The second factor is OncoSec’s other product candidate NeoPulse, which electroporates the chemotherapy agent Bleomycin into easily accessible head and neck tumors. Despite OncoSec’s analysis of the data showing that NeoPulse is statistically just as effective as invasive surgery in these cancers, the phase III trials were terminated by the Data Monitoring Committee [DMC] back in 2007 due to safety issues and have not since restarted. Though there were no serious adverse side effects to NeoPulse itself, the DMC was concerned that there was too much risk in testing out whether NeoPulse was just as effective as surgery and have groups of patients forgo surgery that could prolong or perhaps even save their lives just to see if NeoPulse could fill that role instead.

That was over 6 years ago and OncoSec was not the sponsor of those trials back then.
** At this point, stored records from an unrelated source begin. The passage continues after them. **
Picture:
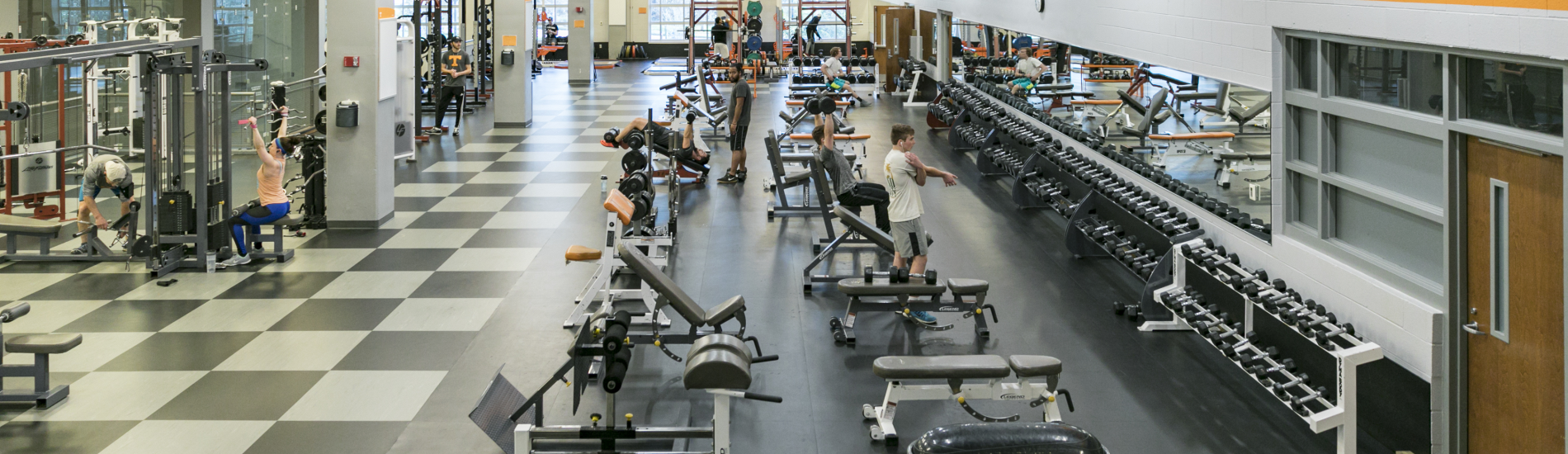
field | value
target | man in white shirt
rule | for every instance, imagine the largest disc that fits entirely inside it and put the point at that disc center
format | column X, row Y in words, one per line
column 1029, row 69
column 833, row 73
column 905, row 177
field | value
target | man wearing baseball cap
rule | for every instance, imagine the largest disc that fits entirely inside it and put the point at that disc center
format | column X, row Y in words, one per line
column 110, row 172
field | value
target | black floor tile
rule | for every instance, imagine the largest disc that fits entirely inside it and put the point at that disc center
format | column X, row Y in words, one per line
column 452, row 220
column 240, row 396
column 508, row 239
column 466, row 285
column 92, row 286
column 132, row 316
column 280, row 286
column 407, row 351
column 404, row 261
column 348, row 239
column 543, row 203
column 62, row 437
column 416, row 203
column 517, row 165
column 328, row 437
column 488, row 191
column 338, row 314
column 181, row 352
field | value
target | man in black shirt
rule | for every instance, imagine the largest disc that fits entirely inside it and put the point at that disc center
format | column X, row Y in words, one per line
column 456, row 66
column 739, row 121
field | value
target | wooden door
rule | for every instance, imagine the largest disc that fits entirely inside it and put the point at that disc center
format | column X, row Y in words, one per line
column 1514, row 332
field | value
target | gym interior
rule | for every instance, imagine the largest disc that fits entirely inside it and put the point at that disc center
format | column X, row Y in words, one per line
column 975, row 227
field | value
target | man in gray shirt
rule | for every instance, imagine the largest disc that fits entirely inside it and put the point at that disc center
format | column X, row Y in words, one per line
column 739, row 121
column 852, row 194
column 455, row 66
column 104, row 170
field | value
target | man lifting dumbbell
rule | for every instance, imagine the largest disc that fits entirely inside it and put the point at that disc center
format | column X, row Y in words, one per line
column 660, row 135
column 106, row 170
column 833, row 73
column 1029, row 69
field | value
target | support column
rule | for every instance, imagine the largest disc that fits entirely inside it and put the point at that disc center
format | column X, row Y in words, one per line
column 579, row 46
column 360, row 189
column 515, row 82
column 944, row 46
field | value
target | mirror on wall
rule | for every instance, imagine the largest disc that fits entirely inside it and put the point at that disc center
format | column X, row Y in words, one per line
column 1209, row 134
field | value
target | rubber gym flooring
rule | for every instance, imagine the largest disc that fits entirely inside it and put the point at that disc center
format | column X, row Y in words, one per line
column 383, row 340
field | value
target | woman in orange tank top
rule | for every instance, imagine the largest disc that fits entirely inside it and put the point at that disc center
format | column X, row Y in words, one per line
column 273, row 203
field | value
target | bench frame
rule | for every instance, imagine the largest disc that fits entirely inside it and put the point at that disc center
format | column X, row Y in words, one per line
column 1037, row 393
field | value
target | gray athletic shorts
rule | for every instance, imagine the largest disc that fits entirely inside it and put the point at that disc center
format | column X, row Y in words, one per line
column 909, row 238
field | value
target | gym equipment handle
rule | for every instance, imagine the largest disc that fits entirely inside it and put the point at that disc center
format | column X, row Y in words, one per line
column 764, row 398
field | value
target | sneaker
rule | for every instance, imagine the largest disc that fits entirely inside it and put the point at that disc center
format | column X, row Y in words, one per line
column 235, row 261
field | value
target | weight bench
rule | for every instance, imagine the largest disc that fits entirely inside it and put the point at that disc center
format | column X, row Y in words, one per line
column 41, row 346
column 956, row 370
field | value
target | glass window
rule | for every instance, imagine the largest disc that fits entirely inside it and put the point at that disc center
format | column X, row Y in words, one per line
column 1303, row 135
column 668, row 19
column 1391, row 159
column 1515, row 95
column 1303, row 62
column 1396, row 78
column 1400, row 238
column 1303, row 200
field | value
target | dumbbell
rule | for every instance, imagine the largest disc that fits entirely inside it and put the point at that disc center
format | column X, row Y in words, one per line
column 900, row 275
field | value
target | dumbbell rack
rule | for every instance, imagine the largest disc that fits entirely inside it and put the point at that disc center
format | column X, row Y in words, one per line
column 1268, row 344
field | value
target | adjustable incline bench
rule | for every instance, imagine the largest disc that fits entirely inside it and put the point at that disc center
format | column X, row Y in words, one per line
column 956, row 370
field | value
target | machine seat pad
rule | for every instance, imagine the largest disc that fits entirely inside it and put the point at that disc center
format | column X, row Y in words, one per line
column 914, row 288
column 717, row 370
column 947, row 367
column 582, row 253
column 1034, row 365
column 725, row 310
column 26, row 225
column 968, row 286
column 1192, row 135
column 862, row 227
column 47, row 344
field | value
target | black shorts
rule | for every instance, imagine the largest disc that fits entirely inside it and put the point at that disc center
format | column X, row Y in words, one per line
column 737, row 139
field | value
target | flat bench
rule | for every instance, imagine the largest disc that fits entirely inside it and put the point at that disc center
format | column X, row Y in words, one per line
column 988, row 371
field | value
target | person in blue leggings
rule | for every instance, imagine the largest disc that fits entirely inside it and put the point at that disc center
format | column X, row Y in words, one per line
column 268, row 187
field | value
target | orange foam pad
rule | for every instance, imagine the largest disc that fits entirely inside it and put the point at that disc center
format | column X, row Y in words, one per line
column 618, row 205
column 803, row 102
column 801, row 135
column 582, row 253
column 1192, row 135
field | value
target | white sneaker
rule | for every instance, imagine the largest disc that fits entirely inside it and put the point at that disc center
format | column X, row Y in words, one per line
column 235, row 261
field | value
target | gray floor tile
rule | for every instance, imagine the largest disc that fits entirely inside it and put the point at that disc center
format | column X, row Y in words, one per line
column 181, row 352
column 325, row 314
column 242, row 396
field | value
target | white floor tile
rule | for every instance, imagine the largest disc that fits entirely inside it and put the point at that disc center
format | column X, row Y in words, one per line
column 439, row 314
column 489, row 259
column 294, row 351
column 423, row 239
column 234, row 316
column 470, row 205
column 527, row 220
column 366, row 396
column 188, row 437
column 320, row 261
column 425, row 189
column 374, row 285
column 554, row 189
column 116, row 396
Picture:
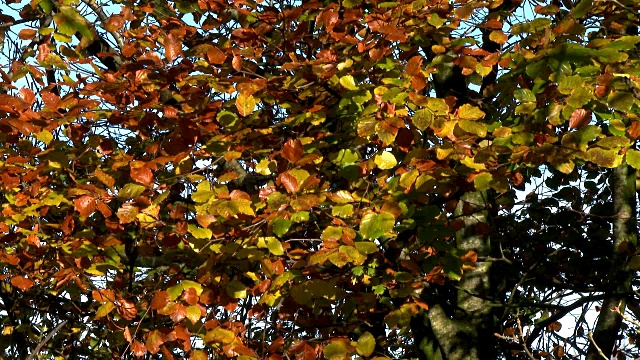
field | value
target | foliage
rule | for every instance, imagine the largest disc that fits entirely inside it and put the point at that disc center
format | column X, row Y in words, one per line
column 255, row 179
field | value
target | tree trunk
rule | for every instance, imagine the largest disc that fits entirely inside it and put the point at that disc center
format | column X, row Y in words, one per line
column 467, row 333
column 625, row 231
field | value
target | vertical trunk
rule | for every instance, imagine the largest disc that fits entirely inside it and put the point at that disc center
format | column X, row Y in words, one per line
column 467, row 333
column 625, row 229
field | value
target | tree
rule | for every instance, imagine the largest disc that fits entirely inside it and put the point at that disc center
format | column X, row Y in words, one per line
column 260, row 179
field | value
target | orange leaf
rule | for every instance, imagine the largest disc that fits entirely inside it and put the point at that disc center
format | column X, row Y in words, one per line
column 199, row 355
column 22, row 283
column 236, row 63
column 154, row 340
column 172, row 47
column 141, row 173
column 413, row 65
column 179, row 313
column 85, row 205
column 292, row 150
column 105, row 295
column 127, row 334
column 138, row 349
column 27, row 34
column 579, row 118
column 215, row 55
column 127, row 309
column 160, row 300
column 289, row 182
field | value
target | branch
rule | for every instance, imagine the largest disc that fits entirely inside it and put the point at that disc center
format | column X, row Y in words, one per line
column 103, row 19
column 46, row 339
column 596, row 346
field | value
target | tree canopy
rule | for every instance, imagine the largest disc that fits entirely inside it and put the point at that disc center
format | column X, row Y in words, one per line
column 280, row 179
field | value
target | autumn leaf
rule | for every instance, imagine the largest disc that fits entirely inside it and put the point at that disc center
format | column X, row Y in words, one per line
column 22, row 283
column 85, row 205
column 172, row 47
column 292, row 150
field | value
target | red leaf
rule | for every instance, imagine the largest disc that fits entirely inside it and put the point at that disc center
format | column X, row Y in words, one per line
column 160, row 300
column 22, row 283
column 85, row 205
column 413, row 65
column 579, row 118
column 27, row 34
column 292, row 150
column 289, row 182
column 172, row 47
column 138, row 349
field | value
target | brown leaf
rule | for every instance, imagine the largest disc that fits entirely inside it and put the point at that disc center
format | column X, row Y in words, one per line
column 413, row 65
column 579, row 118
column 199, row 355
column 154, row 340
column 179, row 313
column 22, row 283
column 236, row 63
column 127, row 309
column 138, row 349
column 141, row 173
column 104, row 295
column 160, row 300
column 289, row 182
column 215, row 55
column 172, row 47
column 27, row 34
column 292, row 150
column 127, row 334
column 85, row 205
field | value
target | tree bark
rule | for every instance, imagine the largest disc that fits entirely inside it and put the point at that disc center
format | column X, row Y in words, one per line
column 467, row 333
column 623, row 185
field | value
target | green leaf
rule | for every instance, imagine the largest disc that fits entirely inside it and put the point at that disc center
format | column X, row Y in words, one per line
column 633, row 158
column 422, row 119
column 366, row 344
column 188, row 284
column 281, row 226
column 470, row 112
column 175, row 292
column 343, row 211
column 236, row 289
column 385, row 160
column 373, row 225
column 199, row 233
column 621, row 100
column 245, row 104
column 524, row 95
column 483, row 181
column 193, row 314
column 271, row 243
column 345, row 157
column 336, row 350
column 130, row 191
column 348, row 82
column 366, row 247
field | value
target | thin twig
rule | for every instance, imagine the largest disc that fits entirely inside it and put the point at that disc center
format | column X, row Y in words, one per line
column 103, row 19
column 590, row 334
column 522, row 340
column 36, row 351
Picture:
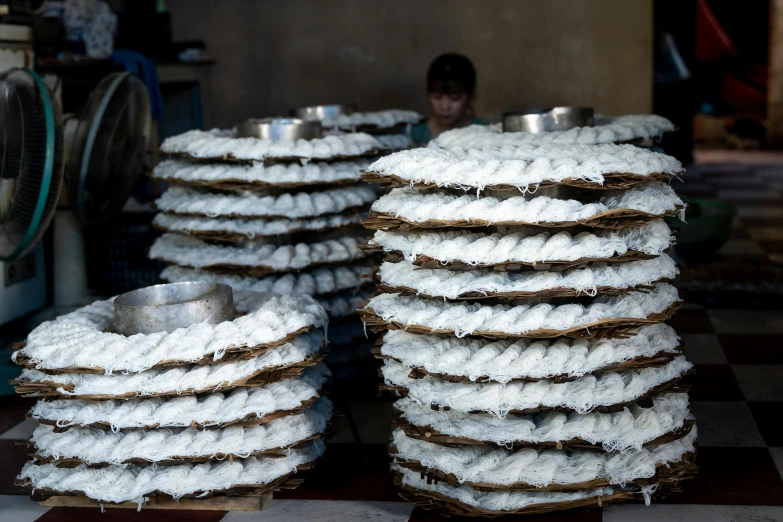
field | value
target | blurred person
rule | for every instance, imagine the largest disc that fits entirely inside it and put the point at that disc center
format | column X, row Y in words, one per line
column 451, row 89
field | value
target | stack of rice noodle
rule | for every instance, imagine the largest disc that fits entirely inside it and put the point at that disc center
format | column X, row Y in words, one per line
column 227, row 409
column 273, row 216
column 522, row 303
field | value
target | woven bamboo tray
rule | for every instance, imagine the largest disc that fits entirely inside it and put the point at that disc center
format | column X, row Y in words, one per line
column 607, row 329
column 612, row 180
column 284, row 482
column 224, row 503
column 445, row 506
column 429, row 434
column 249, row 420
column 423, row 261
column 507, row 296
column 611, row 219
column 263, row 377
column 272, row 452
column 645, row 400
column 231, row 354
column 667, row 475
column 656, row 361
column 228, row 158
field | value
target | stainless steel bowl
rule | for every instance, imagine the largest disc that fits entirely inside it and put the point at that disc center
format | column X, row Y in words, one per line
column 548, row 120
column 164, row 308
column 320, row 112
column 280, row 129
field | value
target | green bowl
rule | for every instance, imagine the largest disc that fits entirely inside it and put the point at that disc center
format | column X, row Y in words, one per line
column 706, row 228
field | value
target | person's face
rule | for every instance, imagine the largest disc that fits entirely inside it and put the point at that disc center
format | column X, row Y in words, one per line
column 448, row 108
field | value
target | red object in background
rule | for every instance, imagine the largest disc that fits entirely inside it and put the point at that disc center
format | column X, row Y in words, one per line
column 742, row 96
column 743, row 85
column 712, row 42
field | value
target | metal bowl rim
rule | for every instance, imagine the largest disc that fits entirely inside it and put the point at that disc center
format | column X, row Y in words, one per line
column 221, row 290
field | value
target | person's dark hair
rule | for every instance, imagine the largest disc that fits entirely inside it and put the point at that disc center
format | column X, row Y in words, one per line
column 451, row 74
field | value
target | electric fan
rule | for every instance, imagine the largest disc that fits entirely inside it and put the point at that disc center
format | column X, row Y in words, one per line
column 31, row 161
column 100, row 157
column 106, row 147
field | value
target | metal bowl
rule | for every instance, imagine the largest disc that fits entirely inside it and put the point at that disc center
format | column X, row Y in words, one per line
column 280, row 129
column 548, row 120
column 164, row 308
column 321, row 112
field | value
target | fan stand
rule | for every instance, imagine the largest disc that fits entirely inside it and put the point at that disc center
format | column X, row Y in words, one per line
column 70, row 268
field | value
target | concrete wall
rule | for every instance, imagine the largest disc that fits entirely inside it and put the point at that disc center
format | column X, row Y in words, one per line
column 276, row 54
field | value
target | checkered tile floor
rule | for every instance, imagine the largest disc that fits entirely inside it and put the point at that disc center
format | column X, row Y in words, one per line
column 737, row 396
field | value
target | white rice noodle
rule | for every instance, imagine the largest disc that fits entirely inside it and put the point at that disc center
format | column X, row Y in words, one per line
column 628, row 429
column 313, row 173
column 96, row 446
column 606, row 130
column 441, row 282
column 581, row 395
column 192, row 201
column 506, row 360
column 136, row 482
column 525, row 245
column 80, row 339
column 191, row 252
column 380, row 119
column 317, row 282
column 497, row 501
column 251, row 228
column 524, row 167
column 213, row 410
column 220, row 144
column 181, row 379
column 395, row 141
column 529, row 315
column 419, row 206
column 483, row 465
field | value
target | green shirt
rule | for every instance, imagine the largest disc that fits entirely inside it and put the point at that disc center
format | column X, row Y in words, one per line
column 421, row 133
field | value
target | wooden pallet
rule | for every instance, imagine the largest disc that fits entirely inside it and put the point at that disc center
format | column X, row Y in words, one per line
column 217, row 503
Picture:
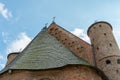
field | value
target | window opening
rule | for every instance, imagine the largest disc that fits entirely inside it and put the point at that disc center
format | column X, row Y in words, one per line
column 108, row 62
column 118, row 61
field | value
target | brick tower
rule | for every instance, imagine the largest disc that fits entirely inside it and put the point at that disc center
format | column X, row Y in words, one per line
column 105, row 49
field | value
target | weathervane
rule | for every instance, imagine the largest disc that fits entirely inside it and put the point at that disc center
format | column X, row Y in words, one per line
column 53, row 19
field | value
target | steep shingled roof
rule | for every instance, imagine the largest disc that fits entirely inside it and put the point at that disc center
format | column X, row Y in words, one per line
column 44, row 52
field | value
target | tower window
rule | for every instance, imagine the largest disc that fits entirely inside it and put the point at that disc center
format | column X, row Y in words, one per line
column 118, row 61
column 97, row 48
column 108, row 62
column 94, row 27
column 100, row 25
column 105, row 34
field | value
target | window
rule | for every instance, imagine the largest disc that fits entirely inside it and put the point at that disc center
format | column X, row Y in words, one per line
column 108, row 62
column 118, row 61
column 105, row 34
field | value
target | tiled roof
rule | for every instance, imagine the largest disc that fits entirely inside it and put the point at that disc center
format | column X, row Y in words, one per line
column 45, row 52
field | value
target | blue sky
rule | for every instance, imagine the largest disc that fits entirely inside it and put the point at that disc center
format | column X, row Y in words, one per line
column 21, row 20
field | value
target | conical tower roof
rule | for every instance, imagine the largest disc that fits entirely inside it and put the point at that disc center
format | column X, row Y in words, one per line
column 44, row 52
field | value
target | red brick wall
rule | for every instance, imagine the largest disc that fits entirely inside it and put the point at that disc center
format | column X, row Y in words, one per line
column 65, row 73
column 75, row 44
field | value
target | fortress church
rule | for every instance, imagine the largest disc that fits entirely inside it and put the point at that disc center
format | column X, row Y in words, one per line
column 57, row 54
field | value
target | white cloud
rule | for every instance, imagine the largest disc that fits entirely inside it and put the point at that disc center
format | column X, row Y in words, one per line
column 19, row 44
column 5, row 12
column 81, row 33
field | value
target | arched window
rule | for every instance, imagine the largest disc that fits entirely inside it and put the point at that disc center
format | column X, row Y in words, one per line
column 108, row 62
column 45, row 79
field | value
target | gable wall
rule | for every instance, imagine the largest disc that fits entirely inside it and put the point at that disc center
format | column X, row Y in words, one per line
column 75, row 44
column 65, row 73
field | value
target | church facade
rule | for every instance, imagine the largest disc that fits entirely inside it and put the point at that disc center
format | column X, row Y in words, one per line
column 57, row 54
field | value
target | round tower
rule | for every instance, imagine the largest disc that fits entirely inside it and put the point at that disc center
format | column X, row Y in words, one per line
column 105, row 48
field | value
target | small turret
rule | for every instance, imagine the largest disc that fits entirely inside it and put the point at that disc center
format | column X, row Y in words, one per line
column 105, row 48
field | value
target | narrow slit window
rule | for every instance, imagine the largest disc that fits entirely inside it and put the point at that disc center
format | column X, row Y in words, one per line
column 118, row 61
column 108, row 62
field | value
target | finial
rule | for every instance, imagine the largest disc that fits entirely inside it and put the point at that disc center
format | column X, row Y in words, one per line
column 53, row 19
column 45, row 28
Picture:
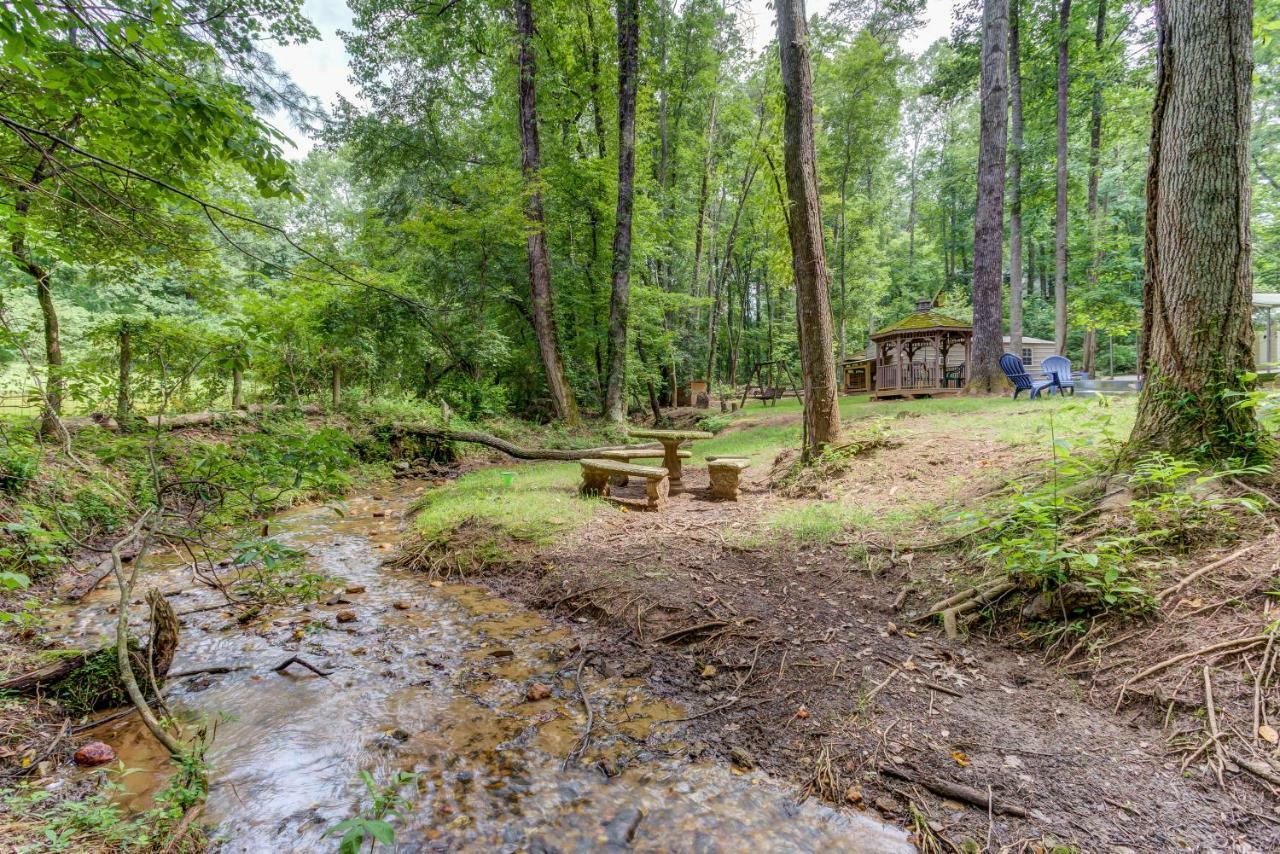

Nevertheless, the status of NeoPulse is in limbo and OncoSec has all its eggs in the ImmunoPulse basket, for now. Unlike other companies, it has less of an ability to regroup and try something else if ImmunoPulse fails. Vical has TransVax, a CMV vaccine with a great deal of potential value which is why the stock didn’t go to zero after Allovectin failed and my yet recover and then some. Scancell will be picked up by some company at some point considering its SCIB1 results so far. As for OncoSec, it either wins or loses on ImmunoPulse. I don’t see any middle ground.

Still, the risk of the DMC shutting down ImmunoPulse for the same reason they shut down NeoPulse is remote, as one of the inclusion criteria for ImmunoPulse patients is a less than 6-month life expectancy. These patients are at the end of their rope, and it is very doubtful that any data monitoring committee would deny them due to “safety concerns”. But you never know with bureaucrats. Perhaps this is the very reason OncoSec decided to treat only late stage cancer patients with ImmunoPulse.

Conclusion


Bottom line, if phase II results show a complete response rate similar to the phase I, OncoSec will clearly be in the running for leader of the plasmid DNA immunotherapy paradigm shift. These patients have similar stage disease to Scancell’s pool of patients and a much clearer picture than Mannkind.

While in the end I believe plasmid DNA immunotherapy will succeed as a treatment class given its safety profile notwithstanding the Allovectin failure, OncoSec’s ImmunoPulse has the most upside. To what extent, that all depends on ImmunoPulse’s and SCIB1’s success rates with other less accessible cancers. TKI’s began with Gleevec’s incredible success in all but curing CML and then fizzled out in terms of complete response rates with other cancers. Whether DNA plasmids are the oncology revolution we’ve all been waiting for…we’ll all have to wait a little bit longer for that. For now, let’s see how we do with melanoma.